AT&T finalise le rachat du groupe Time Warner

Le groupe américain des télécoms AT&T a annoncé jeudi la finalisation officielle du rachat du groupe de médias Time Warner, suite logique du feu vert d'un juge mardi, mais le ministère de la Justice peut encore contester la fusion. Cette union va permettre "de proposer aux clients une expérience de divertissement adaptée, de haute qualité et donnant priorité au mobile", a déclaré le PDG d'AT&T, Randall Stephenson, cité dans un communiqué annonçant le bouclage de l'opération. Un juge fédéral a donné mardi son aval inconditionnel à cette fusion à 85 milliards de dollars, un revers pour le ministère de la Justice américain qui y était opposé. Il avait saisi les tribunaux fin 2017 pour la bloquer, la jugeant mauvaise pour la concurrence. AT&T, qui avait déposé son offre sur Time Warner en 2016, avait annoncé dans la foulée qu'il comptait boucler l'opération au plus tard le 20 juin. Le bouclage de la transaction signifie que le ministère de la Justice a renoncé à demander une suspension de la fusion, ce qu'il était en droit de faire dans les jours suivant la décision du juge. Toutefois, cela n'empêche pas le gouvernement de faire appel de ce jugement, même après la clôture formelle de la fusion. Dans un paysage des médias et d'internet en plein bouleversement, les acteurs traditionnels cherchent à grossir pour lutter contre les géants technologiques comme Netflix ou Amazon, qui sont à la fois producteurs de contenus et plateformes de diffusion.

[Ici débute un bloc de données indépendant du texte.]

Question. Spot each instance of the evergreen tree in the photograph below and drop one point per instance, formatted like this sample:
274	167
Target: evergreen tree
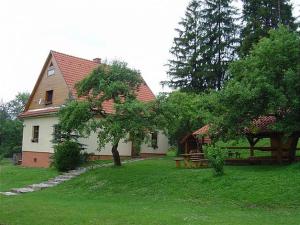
259	16
184	67
219	40
204	47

D'où l'idée d’AT&T de combiner ses canaux de diffusion (haut débit, mobile, télé par satellite...) aux contenus de Time Warner, propriétaire notamment des studios de cinéma et de télévision Warner Bros., de la chaîne d'infos CNN ou de HBO, créatrice de la série "Game of Thrones". AT&T peut donc désormais mettre en œuvre la fusion en interne, qui crée une nouvelle organisation en quatre activités principales : "AT&T Communications" (mobile, haut débit, vidéo ...), un ensemble qui a représenté 150 milliards de dollars de chiffre d'affaires en 2017 ; et "AT&T media business", qui comprendra HBO, Turner (CNN) et Warner Bros. pour un chiffre d'affaires combiné de 31 milliards en 2017. Viennent ensuite "AT&T International" (en Amérique latine principalement, 8 milliards de dollars) puis les "activités d'analyses de données et la publicité". L'ex-PDG de Time Warner Jeff Bewkes officiera comme "conseiller" pendant "une période de transition", a précisé AT&T.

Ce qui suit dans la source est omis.